The Intermediate dish was a lovely medley of octopus, lobster, pickled radish, broad beans, crackers, drizzled with a lobster vinaigrette, paired with the Delaire Graff Sémillon/Sauvignon Blanc Reserve 2010, the Sémillon coming from Franschhoek, and the Sauvignon Blanc from Olifantsrivier, Durbanville, and a 45 year old Franschhoek vineyard, and costing R180 at the cellar door.
Our main course was served on beautiful black plates imported from France, Tanja shared, and was a slow-cooked lamb shoulder, served with potato pavé, broad beans, and velouté, paired with the new Laurence Graff Reserve 2009. Tanja had a special Vegetarian dish prepared, and it looked so delicious that she ordered another plateful of it, and shared it at our table.
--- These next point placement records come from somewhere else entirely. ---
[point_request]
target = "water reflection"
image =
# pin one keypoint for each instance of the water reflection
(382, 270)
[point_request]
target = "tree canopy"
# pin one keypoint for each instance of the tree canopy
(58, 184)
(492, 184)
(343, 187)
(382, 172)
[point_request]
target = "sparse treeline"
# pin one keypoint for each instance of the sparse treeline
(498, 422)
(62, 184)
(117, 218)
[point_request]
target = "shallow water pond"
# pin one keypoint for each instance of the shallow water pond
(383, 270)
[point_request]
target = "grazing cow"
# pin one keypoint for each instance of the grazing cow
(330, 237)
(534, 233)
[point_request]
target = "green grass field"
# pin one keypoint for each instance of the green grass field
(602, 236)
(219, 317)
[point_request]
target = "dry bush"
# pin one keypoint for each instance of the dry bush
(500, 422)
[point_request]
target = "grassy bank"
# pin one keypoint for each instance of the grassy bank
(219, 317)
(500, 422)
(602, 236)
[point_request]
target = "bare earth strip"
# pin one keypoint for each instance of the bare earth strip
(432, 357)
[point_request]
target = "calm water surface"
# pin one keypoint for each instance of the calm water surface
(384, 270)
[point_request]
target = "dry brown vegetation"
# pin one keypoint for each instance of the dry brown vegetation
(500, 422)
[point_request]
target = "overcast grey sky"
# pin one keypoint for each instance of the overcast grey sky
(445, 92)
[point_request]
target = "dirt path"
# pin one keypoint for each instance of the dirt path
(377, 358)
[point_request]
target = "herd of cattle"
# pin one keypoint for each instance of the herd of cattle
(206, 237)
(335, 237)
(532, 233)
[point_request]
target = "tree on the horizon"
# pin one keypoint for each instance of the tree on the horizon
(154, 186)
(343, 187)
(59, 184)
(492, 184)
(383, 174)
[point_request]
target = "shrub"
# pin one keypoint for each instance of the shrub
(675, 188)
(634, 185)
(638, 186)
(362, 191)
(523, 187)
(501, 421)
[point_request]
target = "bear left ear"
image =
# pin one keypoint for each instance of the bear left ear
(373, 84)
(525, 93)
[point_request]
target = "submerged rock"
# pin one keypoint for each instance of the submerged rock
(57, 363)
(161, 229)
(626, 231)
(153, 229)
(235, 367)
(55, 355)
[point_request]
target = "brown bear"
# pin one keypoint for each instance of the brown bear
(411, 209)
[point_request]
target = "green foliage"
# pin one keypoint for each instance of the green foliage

The dessert was a delicious study in chocolate, consisting of a chocolate tart, banana crumble, peanut butter ice cream, and a most delicious home-made ‘Del-air’ chocolate that looked brittle, but was as soft as Aero, which was paired with Delaire Graff Cape Vintage 2010, a port-style wine, and coffee and tea.
Disclosure: We received a special gift pack of the precious Laurence Graff Reserve 2009 with our media pack.
Delaire Graff Estate, Helshoogte Pass, Stellenbosch. Tel (021) 885-8160. www.delaire.co.za Twitter: @DelaireGraff Wine Lounge Monday – Sunday 10h00 – 17h00. Lunch Monday – Sunday, Dinner Monday – Saturday.
Chris von Ulmenstein, Whale Cottage Portfolio: www.whalecottage.com Twitter: @WhaleCottage
Chris, if you ever need an assistant, I am your woman!
I’m assuming you are referring to drinking the precious liquids?! You are already doing well on being a ‘stirring’ assistant!